意外と知られていない?節分の歴史

意外と知られていない?節分の歴史

2月の行事といえば、節分を思い浮かべる人も多いはず。

ですが、そんな節分が元々どういった行事だったのか、また、昔と今での違いなど、意外と知られていないのではないでしょうか。

節分にはどんな歴史があるのでしょう。

節分の起源「追儺(ついな)」

節分は、中国から伝わり、平安時代に行われていた「追儺」という行事が起源とされています。

追儺は大晦日に宮中で行われ、邪悪なもの、疫病などの象徴とされていた鬼を払うための行事でした。

ただ現代のように豆まきで鬼を追い払うのではなく、桃と葦で作られた弓矢を持った人がそれを使って鬼を追い出す役目をしていたようです。

桃と鬼、というと、「桃太郎」を連想させられますね。

余談ですが、桃には古くから邪気を追い払う力があるとされていました。だから「桃」太郎なのだ、という説もあるほどなのです。

この追儺が次第に変化し、室町時代ごろには現代で知られる豆まきによって鬼を追い払うようになった、とされています。

昔の節分、今の節分

節分

地域差はありますが、基本的に「鬼は外、福は内」という掛け声に合わせて鬼役に向かって豆をまくというスタイルは昔から変わっていません。

ただ最近では、一家の大黒柱である世のお父さん方が主に鬼役を務め、子供達が豆まき役を務めるのに対し、昔は年男や家の長、つまりお父さんが代表となって豆まき役を務めるのが主流だったようです。

昔は豆だけではなく、米や麦が使われていたこともあるとか。米となると、なんだか勿体無いような気もしますね。

元々は宮中行事だった追儺が節分へと変化し、今ではスーパーなどでも鬼のお面とセットになって豆が売られていることから、一市民でも手軽に節分を楽しめるようになりました。

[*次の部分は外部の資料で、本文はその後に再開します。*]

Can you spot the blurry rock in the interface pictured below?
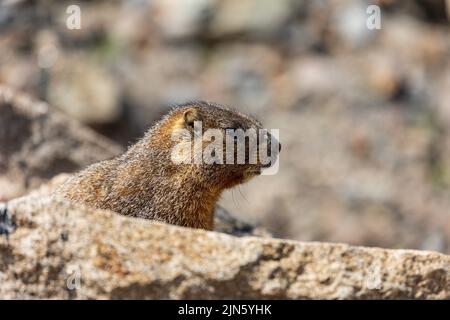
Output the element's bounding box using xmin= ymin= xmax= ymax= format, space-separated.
xmin=0 ymin=196 xmax=450 ymax=299
xmin=47 ymin=53 xmax=121 ymax=124
xmin=0 ymin=86 xmax=121 ymax=200
xmin=201 ymin=45 xmax=282 ymax=114
xmin=333 ymin=0 xmax=377 ymax=49
xmin=152 ymin=0 xmax=217 ymax=38
xmin=211 ymin=0 xmax=293 ymax=37
xmin=117 ymin=46 xmax=204 ymax=132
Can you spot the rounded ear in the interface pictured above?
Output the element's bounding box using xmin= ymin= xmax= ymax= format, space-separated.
xmin=183 ymin=108 xmax=200 ymax=128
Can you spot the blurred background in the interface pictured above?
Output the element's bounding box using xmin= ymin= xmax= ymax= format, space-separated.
xmin=0 ymin=0 xmax=450 ymax=253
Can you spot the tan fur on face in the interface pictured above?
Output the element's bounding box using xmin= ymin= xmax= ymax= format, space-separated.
xmin=55 ymin=102 xmax=280 ymax=230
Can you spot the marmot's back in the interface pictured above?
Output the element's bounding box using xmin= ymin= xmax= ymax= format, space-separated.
xmin=55 ymin=102 xmax=282 ymax=229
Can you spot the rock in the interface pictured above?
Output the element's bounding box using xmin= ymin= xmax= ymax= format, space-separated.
xmin=0 ymin=196 xmax=450 ymax=299
xmin=211 ymin=0 xmax=294 ymax=37
xmin=0 ymin=86 xmax=122 ymax=200
xmin=48 ymin=53 xmax=121 ymax=124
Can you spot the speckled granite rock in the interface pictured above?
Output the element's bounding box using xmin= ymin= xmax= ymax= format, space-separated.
xmin=0 ymin=196 xmax=450 ymax=299
xmin=0 ymin=86 xmax=122 ymax=201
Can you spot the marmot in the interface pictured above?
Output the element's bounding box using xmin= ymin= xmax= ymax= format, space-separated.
xmin=54 ymin=101 xmax=281 ymax=230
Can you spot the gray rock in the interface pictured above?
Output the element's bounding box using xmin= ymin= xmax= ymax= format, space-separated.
xmin=0 ymin=196 xmax=450 ymax=299
xmin=0 ymin=86 xmax=122 ymax=200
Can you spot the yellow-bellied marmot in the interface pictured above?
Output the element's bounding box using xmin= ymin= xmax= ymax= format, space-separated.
xmin=54 ymin=102 xmax=279 ymax=230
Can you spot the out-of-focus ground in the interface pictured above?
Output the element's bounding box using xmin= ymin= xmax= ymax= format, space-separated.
xmin=0 ymin=0 xmax=450 ymax=253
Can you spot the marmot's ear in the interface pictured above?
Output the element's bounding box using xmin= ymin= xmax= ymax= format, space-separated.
xmin=183 ymin=108 xmax=201 ymax=128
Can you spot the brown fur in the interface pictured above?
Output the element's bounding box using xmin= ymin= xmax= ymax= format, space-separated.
xmin=55 ymin=102 xmax=278 ymax=230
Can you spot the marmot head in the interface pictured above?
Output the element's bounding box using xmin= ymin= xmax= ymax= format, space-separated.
xmin=150 ymin=101 xmax=281 ymax=189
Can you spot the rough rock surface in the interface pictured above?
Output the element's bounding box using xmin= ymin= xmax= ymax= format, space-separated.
xmin=0 ymin=86 xmax=122 ymax=200
xmin=0 ymin=195 xmax=450 ymax=299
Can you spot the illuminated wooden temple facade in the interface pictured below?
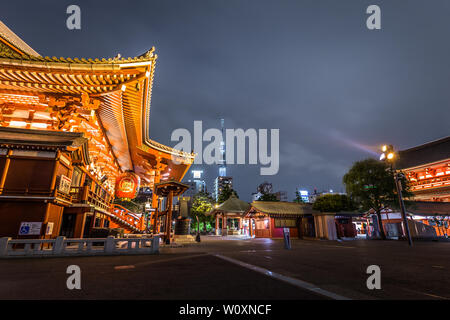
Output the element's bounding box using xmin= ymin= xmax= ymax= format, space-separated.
xmin=0 ymin=22 xmax=194 ymax=238
xmin=396 ymin=137 xmax=450 ymax=202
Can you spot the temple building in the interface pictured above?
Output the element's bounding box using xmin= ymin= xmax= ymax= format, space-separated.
xmin=396 ymin=137 xmax=450 ymax=202
xmin=0 ymin=22 xmax=194 ymax=238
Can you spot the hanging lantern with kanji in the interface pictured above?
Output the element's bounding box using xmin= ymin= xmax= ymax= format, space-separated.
xmin=116 ymin=171 xmax=141 ymax=200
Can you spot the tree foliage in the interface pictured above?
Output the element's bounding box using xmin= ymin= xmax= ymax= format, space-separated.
xmin=343 ymin=159 xmax=412 ymax=239
xmin=257 ymin=193 xmax=280 ymax=201
xmin=190 ymin=191 xmax=214 ymax=232
xmin=292 ymin=190 xmax=305 ymax=203
xmin=217 ymin=185 xmax=239 ymax=203
xmin=313 ymin=194 xmax=355 ymax=212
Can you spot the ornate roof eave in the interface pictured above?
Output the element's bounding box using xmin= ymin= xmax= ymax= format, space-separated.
xmin=0 ymin=21 xmax=39 ymax=56
xmin=0 ymin=47 xmax=157 ymax=70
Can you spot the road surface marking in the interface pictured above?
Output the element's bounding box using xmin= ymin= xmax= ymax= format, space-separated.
xmin=134 ymin=253 xmax=208 ymax=266
xmin=114 ymin=265 xmax=134 ymax=270
xmin=401 ymin=288 xmax=450 ymax=300
xmin=212 ymin=254 xmax=352 ymax=300
xmin=324 ymin=244 xmax=355 ymax=249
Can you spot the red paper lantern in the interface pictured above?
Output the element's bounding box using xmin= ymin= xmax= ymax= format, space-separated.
xmin=116 ymin=172 xmax=141 ymax=200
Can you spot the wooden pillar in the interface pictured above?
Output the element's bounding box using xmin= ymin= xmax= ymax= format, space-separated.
xmin=0 ymin=149 xmax=12 ymax=194
xmin=151 ymin=157 xmax=161 ymax=234
xmin=166 ymin=191 xmax=173 ymax=244
xmin=222 ymin=212 xmax=228 ymax=236
xmin=216 ymin=213 xmax=219 ymax=236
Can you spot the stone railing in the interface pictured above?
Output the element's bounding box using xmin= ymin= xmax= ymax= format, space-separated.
xmin=0 ymin=236 xmax=159 ymax=258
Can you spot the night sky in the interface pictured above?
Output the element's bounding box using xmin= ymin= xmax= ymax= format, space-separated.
xmin=0 ymin=0 xmax=450 ymax=201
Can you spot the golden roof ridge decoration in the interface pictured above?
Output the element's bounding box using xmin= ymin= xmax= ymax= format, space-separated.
xmin=0 ymin=47 xmax=156 ymax=64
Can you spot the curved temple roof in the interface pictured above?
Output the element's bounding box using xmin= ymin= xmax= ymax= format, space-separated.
xmin=0 ymin=22 xmax=194 ymax=182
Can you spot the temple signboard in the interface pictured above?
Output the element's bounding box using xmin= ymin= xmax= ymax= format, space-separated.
xmin=116 ymin=171 xmax=141 ymax=199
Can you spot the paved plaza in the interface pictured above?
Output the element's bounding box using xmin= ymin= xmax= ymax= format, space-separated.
xmin=0 ymin=237 xmax=450 ymax=300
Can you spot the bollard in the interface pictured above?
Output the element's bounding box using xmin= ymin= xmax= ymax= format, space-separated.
xmin=152 ymin=236 xmax=159 ymax=252
xmin=104 ymin=236 xmax=116 ymax=253
xmin=0 ymin=237 xmax=11 ymax=257
xmin=52 ymin=237 xmax=66 ymax=254
xmin=283 ymin=228 xmax=291 ymax=250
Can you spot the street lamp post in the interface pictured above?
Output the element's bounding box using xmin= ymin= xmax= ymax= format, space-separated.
xmin=380 ymin=145 xmax=412 ymax=246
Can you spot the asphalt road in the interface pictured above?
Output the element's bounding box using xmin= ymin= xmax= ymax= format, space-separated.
xmin=0 ymin=237 xmax=450 ymax=300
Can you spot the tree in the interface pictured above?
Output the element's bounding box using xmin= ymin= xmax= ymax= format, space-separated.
xmin=343 ymin=159 xmax=412 ymax=239
xmin=191 ymin=191 xmax=214 ymax=232
xmin=257 ymin=193 xmax=280 ymax=201
xmin=217 ymin=185 xmax=239 ymax=203
xmin=292 ymin=190 xmax=305 ymax=203
xmin=313 ymin=194 xmax=356 ymax=212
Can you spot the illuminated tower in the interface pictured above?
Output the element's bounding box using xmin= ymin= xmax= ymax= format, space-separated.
xmin=219 ymin=119 xmax=227 ymax=177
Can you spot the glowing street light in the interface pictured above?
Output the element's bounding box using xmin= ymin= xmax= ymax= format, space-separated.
xmin=380 ymin=145 xmax=412 ymax=246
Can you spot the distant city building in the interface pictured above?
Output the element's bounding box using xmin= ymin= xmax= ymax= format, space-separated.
xmin=396 ymin=137 xmax=450 ymax=202
xmin=252 ymin=192 xmax=262 ymax=201
xmin=297 ymin=189 xmax=310 ymax=203
xmin=274 ymin=191 xmax=288 ymax=202
xmin=183 ymin=170 xmax=206 ymax=198
xmin=309 ymin=189 xmax=346 ymax=203
xmin=214 ymin=177 xmax=233 ymax=201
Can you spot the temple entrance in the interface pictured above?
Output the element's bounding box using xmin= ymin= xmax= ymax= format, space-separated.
xmin=83 ymin=214 xmax=93 ymax=238
xmin=255 ymin=218 xmax=270 ymax=238
xmin=301 ymin=216 xmax=316 ymax=238
xmin=59 ymin=213 xmax=77 ymax=238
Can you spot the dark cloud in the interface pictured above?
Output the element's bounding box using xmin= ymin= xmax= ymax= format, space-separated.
xmin=4 ymin=0 xmax=450 ymax=200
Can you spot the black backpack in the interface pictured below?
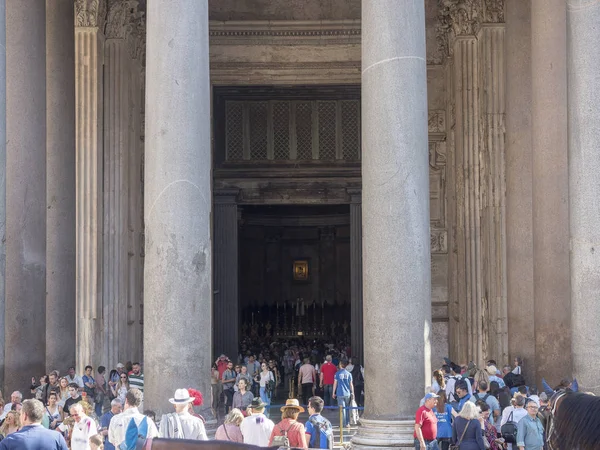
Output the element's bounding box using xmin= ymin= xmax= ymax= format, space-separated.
xmin=500 ymin=411 xmax=517 ymax=444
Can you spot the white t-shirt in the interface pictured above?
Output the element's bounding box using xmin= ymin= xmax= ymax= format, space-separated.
xmin=240 ymin=414 xmax=275 ymax=447
xmin=71 ymin=416 xmax=98 ymax=450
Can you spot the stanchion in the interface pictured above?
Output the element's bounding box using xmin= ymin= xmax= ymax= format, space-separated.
xmin=340 ymin=405 xmax=344 ymax=445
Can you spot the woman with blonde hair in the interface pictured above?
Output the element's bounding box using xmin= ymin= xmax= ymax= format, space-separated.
xmin=0 ymin=411 xmax=21 ymax=437
xmin=269 ymin=398 xmax=308 ymax=448
xmin=215 ymin=408 xmax=244 ymax=444
xmin=452 ymin=402 xmax=485 ymax=450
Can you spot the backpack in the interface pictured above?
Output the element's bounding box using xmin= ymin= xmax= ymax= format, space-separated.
xmin=500 ymin=411 xmax=517 ymax=444
xmin=308 ymin=417 xmax=333 ymax=450
xmin=270 ymin=425 xmax=290 ymax=447
xmin=119 ymin=416 xmax=148 ymax=450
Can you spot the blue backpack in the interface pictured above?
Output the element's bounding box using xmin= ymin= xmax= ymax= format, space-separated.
xmin=119 ymin=416 xmax=148 ymax=450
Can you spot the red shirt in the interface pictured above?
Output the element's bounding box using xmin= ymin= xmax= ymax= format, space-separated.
xmin=321 ymin=362 xmax=337 ymax=384
xmin=413 ymin=405 xmax=437 ymax=441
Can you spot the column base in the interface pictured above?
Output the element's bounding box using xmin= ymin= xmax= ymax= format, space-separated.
xmin=350 ymin=419 xmax=415 ymax=450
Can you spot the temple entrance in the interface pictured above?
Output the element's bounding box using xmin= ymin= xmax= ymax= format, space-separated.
xmin=238 ymin=205 xmax=351 ymax=342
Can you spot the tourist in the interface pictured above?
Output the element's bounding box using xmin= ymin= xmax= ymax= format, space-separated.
xmin=298 ymin=358 xmax=317 ymax=405
xmin=222 ymin=361 xmax=237 ymax=414
xmin=331 ymin=360 xmax=354 ymax=427
xmin=517 ymin=401 xmax=544 ymax=450
xmin=432 ymin=389 xmax=457 ymax=450
xmin=160 ymin=389 xmax=208 ymax=441
xmin=0 ymin=399 xmax=68 ymax=450
xmin=110 ymin=372 xmax=130 ymax=405
xmin=452 ymin=402 xmax=485 ymax=450
xmin=69 ymin=403 xmax=98 ymax=450
xmin=305 ymin=397 xmax=333 ymax=448
xmin=232 ymin=378 xmax=254 ymax=412
xmin=98 ymin=398 xmax=123 ymax=450
xmin=319 ymin=355 xmax=337 ymax=406
xmin=66 ymin=366 xmax=83 ymax=391
xmin=108 ymin=388 xmax=158 ymax=448
xmin=215 ymin=407 xmax=244 ymax=444
xmin=240 ymin=397 xmax=275 ymax=447
xmin=269 ymin=398 xmax=308 ymax=448
xmin=63 ymin=383 xmax=82 ymax=415
xmin=413 ymin=392 xmax=439 ymax=450
xmin=0 ymin=411 xmax=21 ymax=437
xmin=46 ymin=391 xmax=63 ymax=430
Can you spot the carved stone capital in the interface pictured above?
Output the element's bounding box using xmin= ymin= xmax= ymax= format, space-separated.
xmin=75 ymin=0 xmax=107 ymax=29
xmin=105 ymin=0 xmax=140 ymax=39
xmin=483 ymin=0 xmax=505 ymax=23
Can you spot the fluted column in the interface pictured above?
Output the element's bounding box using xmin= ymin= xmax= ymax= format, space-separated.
xmin=3 ymin=0 xmax=46 ymax=392
xmin=213 ymin=189 xmax=239 ymax=360
xmin=352 ymin=0 xmax=431 ymax=448
xmin=144 ymin=0 xmax=212 ymax=413
xmin=348 ymin=189 xmax=364 ymax=364
xmin=528 ymin=0 xmax=572 ymax=385
xmin=479 ymin=23 xmax=508 ymax=361
xmin=46 ymin=0 xmax=76 ymax=370
xmin=75 ymin=0 xmax=106 ymax=373
xmin=567 ymin=0 xmax=600 ymax=395
xmin=0 ymin=0 xmax=6 ymax=386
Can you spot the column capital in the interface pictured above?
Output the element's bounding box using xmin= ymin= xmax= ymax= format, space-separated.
xmin=105 ymin=0 xmax=143 ymax=39
xmin=213 ymin=189 xmax=240 ymax=205
xmin=346 ymin=188 xmax=362 ymax=204
xmin=75 ymin=0 xmax=107 ymax=29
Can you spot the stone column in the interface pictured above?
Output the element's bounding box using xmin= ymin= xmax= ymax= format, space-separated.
xmin=348 ymin=189 xmax=365 ymax=364
xmin=75 ymin=0 xmax=107 ymax=373
xmin=528 ymin=0 xmax=572 ymax=385
xmin=46 ymin=0 xmax=76 ymax=370
xmin=352 ymin=0 xmax=431 ymax=447
xmin=102 ymin=0 xmax=137 ymax=367
xmin=567 ymin=0 xmax=600 ymax=395
xmin=4 ymin=0 xmax=46 ymax=393
xmin=144 ymin=0 xmax=212 ymax=413
xmin=0 ymin=0 xmax=6 ymax=386
xmin=212 ymin=189 xmax=239 ymax=361
xmin=505 ymin=0 xmax=536 ymax=383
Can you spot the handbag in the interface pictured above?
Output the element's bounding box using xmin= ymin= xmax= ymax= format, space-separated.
xmin=448 ymin=420 xmax=471 ymax=450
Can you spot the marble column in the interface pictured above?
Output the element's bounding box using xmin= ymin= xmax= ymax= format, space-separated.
xmin=352 ymin=0 xmax=431 ymax=447
xmin=526 ymin=0 xmax=572 ymax=385
xmin=75 ymin=0 xmax=107 ymax=373
xmin=0 ymin=0 xmax=6 ymax=386
xmin=4 ymin=0 xmax=46 ymax=393
xmin=505 ymin=0 xmax=536 ymax=383
xmin=144 ymin=0 xmax=212 ymax=414
xmin=567 ymin=0 xmax=600 ymax=395
xmin=46 ymin=0 xmax=76 ymax=370
xmin=348 ymin=189 xmax=365 ymax=364
xmin=209 ymin=189 xmax=239 ymax=360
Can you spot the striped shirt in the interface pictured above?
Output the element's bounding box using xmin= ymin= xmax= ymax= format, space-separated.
xmin=129 ymin=373 xmax=144 ymax=392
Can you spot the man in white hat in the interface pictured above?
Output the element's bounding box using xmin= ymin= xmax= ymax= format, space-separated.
xmin=160 ymin=389 xmax=208 ymax=441
xmin=108 ymin=388 xmax=158 ymax=448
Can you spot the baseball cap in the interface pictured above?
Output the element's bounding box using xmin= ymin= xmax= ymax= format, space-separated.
xmin=425 ymin=392 xmax=440 ymax=401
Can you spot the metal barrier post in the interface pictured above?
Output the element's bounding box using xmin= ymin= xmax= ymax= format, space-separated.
xmin=340 ymin=405 xmax=344 ymax=445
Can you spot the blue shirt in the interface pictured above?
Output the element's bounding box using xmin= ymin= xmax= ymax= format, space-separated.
xmin=306 ymin=414 xmax=333 ymax=448
xmin=100 ymin=411 xmax=115 ymax=450
xmin=517 ymin=414 xmax=544 ymax=450
xmin=0 ymin=425 xmax=69 ymax=450
xmin=334 ymin=369 xmax=352 ymax=397
xmin=433 ymin=403 xmax=452 ymax=439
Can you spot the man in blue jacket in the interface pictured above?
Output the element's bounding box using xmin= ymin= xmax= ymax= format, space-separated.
xmin=0 ymin=399 xmax=68 ymax=450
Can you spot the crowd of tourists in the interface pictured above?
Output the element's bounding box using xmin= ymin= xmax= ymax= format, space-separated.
xmin=414 ymin=358 xmax=577 ymax=450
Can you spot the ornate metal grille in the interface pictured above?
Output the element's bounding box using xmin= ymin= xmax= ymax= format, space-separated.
xmin=273 ymin=102 xmax=290 ymax=160
xmin=296 ymin=102 xmax=313 ymax=160
xmin=341 ymin=100 xmax=360 ymax=161
xmin=225 ymin=100 xmax=360 ymax=161
xmin=225 ymin=102 xmax=244 ymax=161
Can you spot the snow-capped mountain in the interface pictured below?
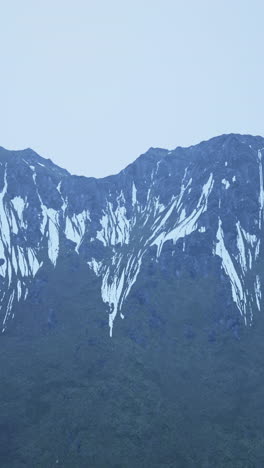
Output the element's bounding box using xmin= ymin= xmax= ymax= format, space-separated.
xmin=0 ymin=134 xmax=264 ymax=336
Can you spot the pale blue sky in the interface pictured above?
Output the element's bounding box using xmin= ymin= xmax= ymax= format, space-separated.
xmin=0 ymin=0 xmax=264 ymax=177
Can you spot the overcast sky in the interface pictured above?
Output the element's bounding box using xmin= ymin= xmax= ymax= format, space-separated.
xmin=0 ymin=0 xmax=264 ymax=177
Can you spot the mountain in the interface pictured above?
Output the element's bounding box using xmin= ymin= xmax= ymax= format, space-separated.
xmin=0 ymin=135 xmax=264 ymax=336
xmin=0 ymin=134 xmax=264 ymax=468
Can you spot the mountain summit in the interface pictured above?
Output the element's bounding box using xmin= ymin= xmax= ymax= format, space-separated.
xmin=0 ymin=134 xmax=264 ymax=336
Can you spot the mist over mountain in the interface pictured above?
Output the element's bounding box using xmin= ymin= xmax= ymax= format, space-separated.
xmin=0 ymin=134 xmax=264 ymax=468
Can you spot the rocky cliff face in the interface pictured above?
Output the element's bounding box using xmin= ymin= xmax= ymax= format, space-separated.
xmin=0 ymin=134 xmax=264 ymax=336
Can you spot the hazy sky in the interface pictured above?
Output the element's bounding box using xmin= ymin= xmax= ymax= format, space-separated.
xmin=0 ymin=0 xmax=264 ymax=176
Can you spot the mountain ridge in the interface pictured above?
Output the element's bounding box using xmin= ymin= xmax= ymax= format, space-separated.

また、大きく変わったことといえば、「恵方巻き」の存在。

恵方巻

恵方巻きの起源はハッキリとはしていませんが、恵方巻きの存在は2000年代に入ってから急速に広まりました。

これは、セブンイレブンが「大阪では、節分に太巻きを食べるという習わしがある」と言って広めたのがきっかけとなっています。

今では節分の時期になると、どこのスーパーやコンビニでも並ぶ定番商品になりましたよね。

まとめ

いかがでしたか?

追儺という行事はなかなか知られていなかったのではないでしょうか。

しかも、室町時代にはもう現代と同じ豆まきが行われていたなんて、驚きです。

節分は寺社で行われる大きなものも一体感を得られて楽しいですが、家族内でワイワイ楽しむのもいいですし、人によって色々な楽しみ方ができる、堅苦しくない行事だからこそ現代まで変わらず残ったのではないかな、と思います。

恵方巻きという新しい文化も広まりましたし、これからも節分には、小さな変化を見せながらも長く続いていく行事になってほしいです。